Frenzy and friends
Sunday, May 18, 2008
Frenzy. That describes this week. What frenzy there was to it. Lots of frenzy. Wait. How can such a beautiful, sunny week be labeled with such a word? Perhaps frenzy is not always a negative term. Hmm. Let me look it up. “Violent agitation of the mind. Madness and rage.” OK, not frenzy. Fine. But it felt like frenzy.
Frenetic. Maybe that word works. Let me check. “Transported with rage and violent emotion.” That’s not it. Ah, nuts.
Really busy. That works. The phrase lacks flair. It’s wordy. It’s got that annoying, parasitic adverb attached to it. But it works.
I think I’m not alone. It seems like really busy is going around. Everyone I talk to has it. It’s like a disease. It’s the anti-disease, actually. A real disease gives one some bed rest. “Take it easy. You have a disease. Stay in bed. I’ll bring you some soup.”
No one brings you soup when you’re really busy. You have to get your own darn soup. And you don’t get any, either, because you’re too busy to heat it and eat it.
I have this class of adults over at Chapman. They are all suffering from being really busy. They are student teachers learning technology. One assignment is to create and maintain a weekly Internet blog. That’s nine entries times 21 people. I read them and comment each week. There is one prevailing, overriding theme. Everyone is really busy.
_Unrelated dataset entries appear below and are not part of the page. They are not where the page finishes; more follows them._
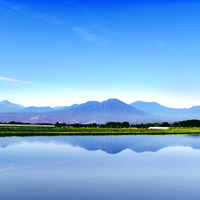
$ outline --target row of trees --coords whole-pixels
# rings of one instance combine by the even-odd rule
[[[8,123],[0,122],[1,124],[31,124],[11,121]],[[50,123],[40,123],[38,125],[50,125]],[[53,125],[53,124],[52,124]],[[130,124],[129,122],[108,122],[106,124],[66,124],[59,123],[55,124],[55,127],[74,127],[74,128],[149,128],[149,127],[200,127],[200,120],[186,120],[174,123],[141,123],[141,124]]]
[[[55,124],[56,127],[74,127],[74,128],[149,128],[149,127],[200,127],[200,120],[186,120],[174,123],[147,123],[147,124],[130,124],[129,122],[108,122],[106,124],[66,124],[59,123]]]

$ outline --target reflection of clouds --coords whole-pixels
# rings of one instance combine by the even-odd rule
[[[51,163],[42,163],[42,164],[34,164],[34,165],[21,165],[21,166],[9,166],[9,167],[0,167],[0,173],[5,171],[11,171],[11,170],[18,170],[18,169],[31,169],[36,167],[49,167],[54,165],[60,165],[60,164],[67,164],[71,163],[72,161],[65,160],[65,161],[56,161]]]

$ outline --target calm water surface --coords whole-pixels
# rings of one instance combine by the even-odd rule
[[[199,187],[199,136],[0,138],[1,200],[199,200]]]

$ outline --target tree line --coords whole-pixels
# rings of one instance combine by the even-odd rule
[[[0,122],[0,124],[31,124],[29,122]],[[141,123],[141,124],[130,124],[129,122],[108,122],[106,124],[97,124],[97,123],[89,123],[89,124],[66,124],[56,122],[55,124],[51,123],[37,123],[37,125],[55,125],[55,127],[72,127],[72,128],[149,128],[149,127],[200,127],[200,120],[185,120],[174,123]]]

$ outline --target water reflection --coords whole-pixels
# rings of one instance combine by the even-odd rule
[[[200,137],[11,137],[0,146],[3,200],[200,198]]]
[[[200,149],[200,136],[190,135],[143,135],[143,136],[55,136],[55,137],[6,137],[1,138],[0,148],[22,143],[57,144],[81,147],[88,151],[101,150],[117,154],[125,149],[137,153],[156,152],[165,147],[185,146]]]

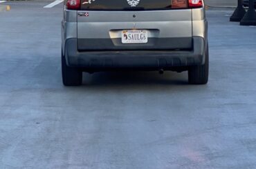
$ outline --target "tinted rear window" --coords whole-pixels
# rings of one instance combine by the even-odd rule
[[[157,10],[170,9],[172,0],[82,0],[82,10]]]

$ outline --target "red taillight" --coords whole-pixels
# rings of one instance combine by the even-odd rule
[[[68,10],[79,10],[80,8],[80,0],[66,1],[66,8]]]
[[[188,6],[190,8],[201,8],[203,7],[203,0],[188,0]]]

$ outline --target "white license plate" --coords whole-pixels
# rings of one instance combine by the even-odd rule
[[[122,43],[147,43],[147,30],[125,30],[122,31]]]

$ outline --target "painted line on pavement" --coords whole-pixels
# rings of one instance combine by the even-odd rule
[[[44,6],[44,8],[51,8],[54,7],[55,6],[57,6],[57,4],[61,3],[64,0],[56,0],[54,2],[51,3],[50,4],[46,6]]]

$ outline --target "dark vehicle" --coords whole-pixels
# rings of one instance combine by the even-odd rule
[[[249,1],[250,0],[244,0],[244,6],[248,7],[249,6]],[[254,7],[256,8],[256,0],[254,0]]]

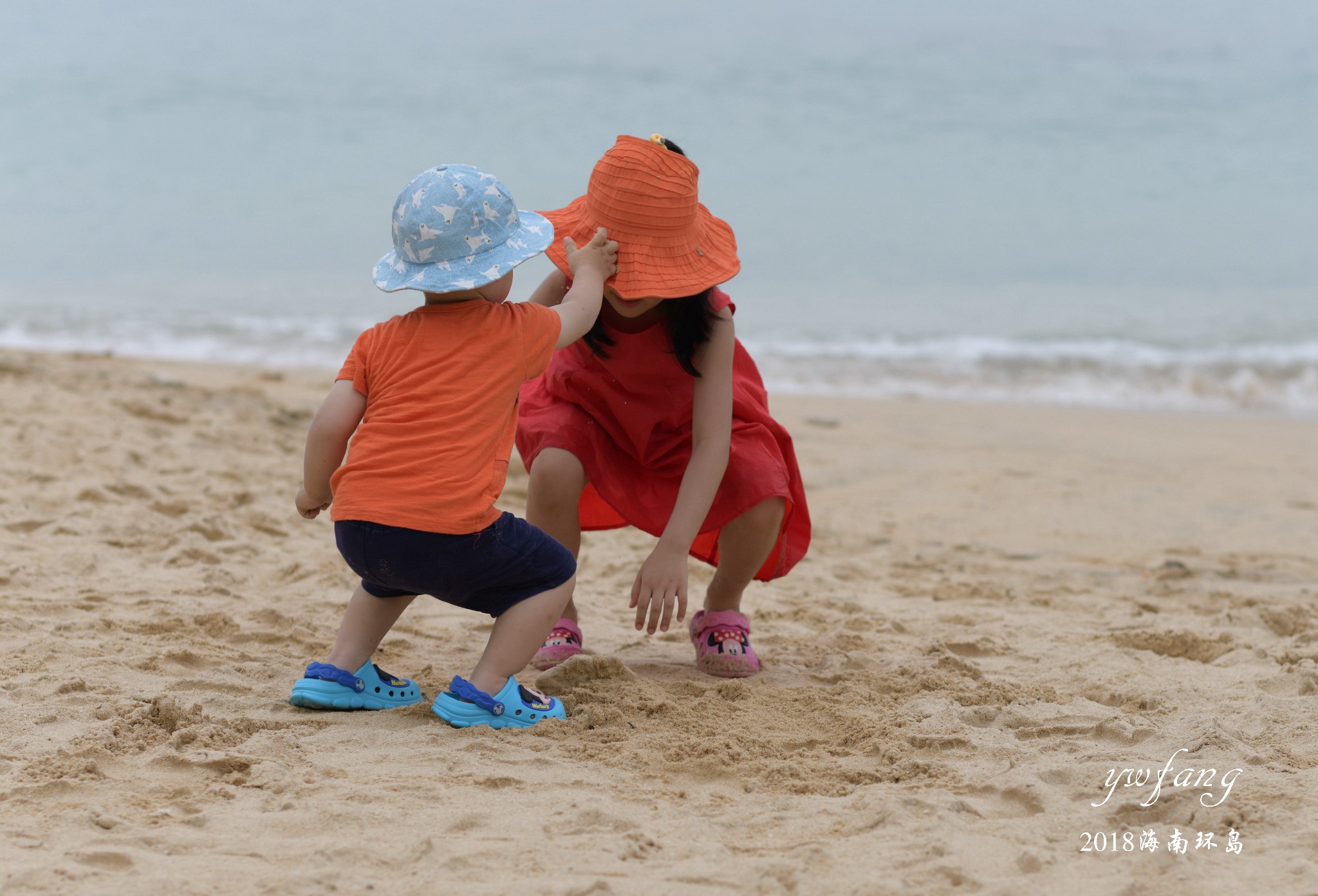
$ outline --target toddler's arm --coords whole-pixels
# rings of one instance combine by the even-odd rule
[[[594,319],[600,316],[604,281],[618,270],[618,244],[609,238],[602,227],[580,249],[572,237],[563,237],[563,248],[572,270],[572,289],[554,306],[561,318],[559,343],[554,348],[565,348],[590,332]]]
[[[307,519],[315,519],[333,501],[330,477],[348,453],[348,439],[365,412],[366,397],[353,387],[352,379],[339,379],[312,418],[297,497],[298,513]]]

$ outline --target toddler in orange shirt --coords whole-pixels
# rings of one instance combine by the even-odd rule
[[[569,241],[573,286],[560,304],[505,302],[513,267],[552,238],[546,219],[519,211],[502,182],[468,165],[423,171],[398,195],[394,249],[376,265],[376,285],[419,290],[426,303],[357,337],[311,422],[298,513],[314,519],[332,505],[339,552],[361,584],[333,648],[307,667],[290,702],[419,702],[414,681],[370,658],[413,598],[431,594],[496,618],[471,677],[455,676],[435,700],[440,718],[525,727],[564,715],[558,700],[513,676],[572,597],[576,561],[535,526],[494,509],[518,390],[555,348],[590,329],[616,270],[617,244],[600,228],[580,249]]]

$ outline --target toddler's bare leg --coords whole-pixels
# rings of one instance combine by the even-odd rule
[[[348,610],[343,614],[343,622],[339,623],[339,636],[335,639],[333,650],[330,651],[330,658],[326,661],[348,672],[360,669],[415,598],[415,594],[411,597],[376,597],[357,585],[357,590],[348,600]]]
[[[705,611],[741,610],[741,596],[764,565],[783,526],[787,502],[768,498],[724,526],[718,534],[718,569],[705,589]]]
[[[506,609],[494,621],[494,631],[472,672],[471,683],[488,694],[502,690],[509,676],[521,672],[548,638],[572,597],[573,585],[576,576]]]
[[[563,448],[546,448],[535,456],[526,494],[526,522],[538,526],[577,556],[581,552],[581,518],[577,502],[585,489],[585,468]],[[571,592],[561,615],[576,622]],[[558,617],[554,618],[558,622]],[[548,635],[548,631],[544,632]],[[521,667],[518,667],[521,668]]]

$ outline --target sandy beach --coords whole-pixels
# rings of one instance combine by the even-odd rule
[[[426,702],[287,704],[353,584],[293,507],[330,378],[0,352],[0,892],[1318,892],[1318,423],[779,398],[763,673],[638,635],[651,539],[588,534],[569,718],[459,731],[490,621],[427,598],[377,656]],[[1104,787],[1173,756],[1242,771]]]

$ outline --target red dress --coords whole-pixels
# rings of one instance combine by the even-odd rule
[[[714,311],[731,306],[710,294]],[[522,386],[517,451],[527,469],[544,448],[576,455],[590,482],[581,493],[583,530],[635,526],[662,535],[691,460],[695,378],[672,354],[662,324],[638,333],[609,328],[602,358],[577,340],[554,353],[548,369]],[[787,502],[783,528],[755,578],[787,573],[805,555],[811,517],[792,437],[768,414],[768,395],[750,354],[733,357],[733,432],[718,493],[691,546],[718,565],[718,531],[766,498]]]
I hear every permutation. Someone is holding down three jobs, student teaching, taking classes, caring for a family, prepping for exams, dealing with health issues, rocky relationships, puppies being born, moving to new communities, moving to cheaper apartments, and on and on. I feel guilty giving them big assignments. Will it be the straw? Two students dropped the first two weeks because they couldn’t handle the work load on top of the rest of their lives. Another dropped today, five days before the end of the course. Too much on the plate.
We do all this busy work and we have less money, more bills, higher expenses, greater responsibilities, and less fun. No wonder people don’t take the time to get more involved in social issues, like war protesting and such. We’re all too busy just staying afloat. We don’t have the luxury to rail against injustice. Perhaps this all intentional. “Distract them with exhaustion while we rob them blind.”
I’m a fan of extremes. If it’s going to rain, let it storm. If it’s going to be hot, break a record. If I’m going to be busy, being moderately busy is boring. It’s so baroque. If I’m going to be busy, make it really busy. Then it becomes absurd, hilarious, giddy. I want to be so busy I don’t have time to think. I want to run amok, here and there, pockets full of notes, shirt partially tucked, phone beeping, people calling my name as I rush by.
My home answering machine is blinking full. Actually, it’s beeping. I let it beep. My computer power supply is beeping too. Let it. We’re out of cat food. My cats are meowing at me. Brooks, the old one, keeps clawing me. The other cat, KC, is faking nice. They follow me from room to room. “Meow. You’re letting us die. Meow. Ow. My empty cat gut.”
“Send back these Netflix, honey. We watched them last month.”
My unread emails go back five pages. They are full of questions and favor requests. My unopened mail is spilling off my desk. Student projects are pouring in, or not pouring in and I’m calling parents. I have tests to write. I took a last-minute field trip to San Francisco on Tuesday. I will take another one to Sacramento tomorrow, Friday.
Currently, I’m in my classroom with my student journalists rushing to meet an 8:30 p.m. Thursday deadline. Typos are cropping up like toadstools. Lines are crooked like earthquake rails. Ads are missing like missing ads. It’s hot. It’s really hot and we’re really busy. I like it.
Summer is just ahead, like the Mona Lisa behind bullet-proof glass, like oxygen just above the ice, like the Free Game slot under the pinball glass. I can’t get to it without a tilt, but I know it’s there.
Speaking of, for anyone who might be interested. Friday is Pin-a-Go-Go Festival in Dixon. Pinball aficionados from all over the land bring their classic pinball machines to the fairgrounds and set them all to Free Play.
On Friday I will drive to Sacramento, attend an Adobe InDesign Training Seminar, drive home, pick up my son, drive back to Dixon, play pinball until 10 p.m. and drive home. Saturday morning, I have a date with the DMV, then off to Bay to Breakers.
It’s frenzy. No doubt. But it’s a happy, kinder, gentler frenzy.